W kopalni soli czuć bardzo ropę. Wizyta nie dla alergików.
W Kaczykach nie ma już Polaków.Ostatnie rodziny przeniosły się do innych wiosek położonych nieopodal.
Nawet w kościele katolickim proboszczem dojeżdżającym jest Rumun.
Byłem tam we wrześniu 2018.
Witam, wybieramy się na początku lipca do 23 August. Czy może tam ktoś był? Mamy zamiar dojeżdżać do plaży samochodem.Czy parkowanie przy plaży koło Olimpu jest płatne? Czy parkowanie na ulicy przy tej plaży jest bezpieczne? Czy jest w pobliży jakaś gastronomia?

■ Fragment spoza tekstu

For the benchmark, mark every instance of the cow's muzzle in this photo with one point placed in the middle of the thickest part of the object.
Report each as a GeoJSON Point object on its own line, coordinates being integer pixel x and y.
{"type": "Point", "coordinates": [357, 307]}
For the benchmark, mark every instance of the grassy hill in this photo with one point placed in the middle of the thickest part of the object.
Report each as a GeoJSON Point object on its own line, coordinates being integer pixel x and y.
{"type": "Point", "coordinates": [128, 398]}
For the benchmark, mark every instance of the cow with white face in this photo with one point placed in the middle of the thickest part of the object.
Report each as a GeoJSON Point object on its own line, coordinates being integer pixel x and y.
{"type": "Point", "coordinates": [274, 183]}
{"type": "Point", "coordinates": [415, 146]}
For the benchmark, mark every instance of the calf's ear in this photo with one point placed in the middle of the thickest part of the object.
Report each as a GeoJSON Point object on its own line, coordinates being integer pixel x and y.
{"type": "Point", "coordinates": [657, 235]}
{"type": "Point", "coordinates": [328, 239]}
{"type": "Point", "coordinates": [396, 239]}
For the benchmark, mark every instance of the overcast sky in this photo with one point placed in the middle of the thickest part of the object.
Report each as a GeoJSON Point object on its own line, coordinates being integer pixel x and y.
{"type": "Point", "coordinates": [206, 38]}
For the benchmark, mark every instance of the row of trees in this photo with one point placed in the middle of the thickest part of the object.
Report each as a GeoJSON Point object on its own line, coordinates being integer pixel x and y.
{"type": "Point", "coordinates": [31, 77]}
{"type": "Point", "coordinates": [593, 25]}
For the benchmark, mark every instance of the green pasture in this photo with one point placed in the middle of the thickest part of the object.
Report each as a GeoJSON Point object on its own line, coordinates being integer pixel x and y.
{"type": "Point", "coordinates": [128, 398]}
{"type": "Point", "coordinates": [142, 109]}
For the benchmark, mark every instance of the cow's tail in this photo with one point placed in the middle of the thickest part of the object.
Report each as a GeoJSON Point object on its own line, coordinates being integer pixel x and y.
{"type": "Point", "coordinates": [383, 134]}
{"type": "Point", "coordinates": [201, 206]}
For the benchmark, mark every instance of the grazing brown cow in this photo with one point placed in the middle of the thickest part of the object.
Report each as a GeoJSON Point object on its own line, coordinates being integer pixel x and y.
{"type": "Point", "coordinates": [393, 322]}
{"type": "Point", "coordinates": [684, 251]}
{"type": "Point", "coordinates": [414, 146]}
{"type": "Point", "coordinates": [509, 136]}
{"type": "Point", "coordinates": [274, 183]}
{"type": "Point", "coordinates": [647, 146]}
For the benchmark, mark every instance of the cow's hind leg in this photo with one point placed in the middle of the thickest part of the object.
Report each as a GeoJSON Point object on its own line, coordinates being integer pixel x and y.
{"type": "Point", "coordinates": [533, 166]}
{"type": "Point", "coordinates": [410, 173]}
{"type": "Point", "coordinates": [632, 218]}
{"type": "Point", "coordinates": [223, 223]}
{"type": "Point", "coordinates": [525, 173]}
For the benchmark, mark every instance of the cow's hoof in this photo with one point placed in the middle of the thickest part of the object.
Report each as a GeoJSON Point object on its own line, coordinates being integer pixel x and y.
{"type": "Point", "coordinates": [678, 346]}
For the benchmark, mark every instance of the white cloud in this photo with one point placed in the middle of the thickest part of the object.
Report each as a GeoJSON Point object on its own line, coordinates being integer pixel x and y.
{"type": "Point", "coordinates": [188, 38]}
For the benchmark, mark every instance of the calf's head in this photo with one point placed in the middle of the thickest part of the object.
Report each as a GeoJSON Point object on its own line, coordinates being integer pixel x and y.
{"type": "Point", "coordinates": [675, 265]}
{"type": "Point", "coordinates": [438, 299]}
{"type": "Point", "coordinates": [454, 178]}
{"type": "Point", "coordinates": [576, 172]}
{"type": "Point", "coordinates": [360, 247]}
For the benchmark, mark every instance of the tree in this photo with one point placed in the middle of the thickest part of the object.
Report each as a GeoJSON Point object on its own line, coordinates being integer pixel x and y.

Sporo przydatnych informacji. Rumunia jest u nas w planach od jakiegoś czasu. Póki co zawsze coś innego wychodziło. Nie ukrywam, że może troche ze względu na odległość do morza, bo sama Transylwania to jeszcze ok. Marzy mi się taki przejazd wybrzeżem rumuńskim, bułgarskim i finisz w Grecji;) może jak dzieciaki podrosną:D
Właśnie jesteśmy w Rumunii, dzisiaj przejechalismy z Braszowa do Konstasy przez Bukareszt. Cała podróż to przeszło 400 km. pociągami trwała 7 godzin razem z przerwą w stolicy. Braszów cudowny, rozlegla starówka jest urzekająca, na posiłki polecam odpowiednik naszego baru mlecznego Brasovia, tradycyjna kuchnia, smacznie i niedrogo. Na Tampe polecam wjazd kolejką i zejście żółtym szlakiem, wspaniała panorama Braszowa!!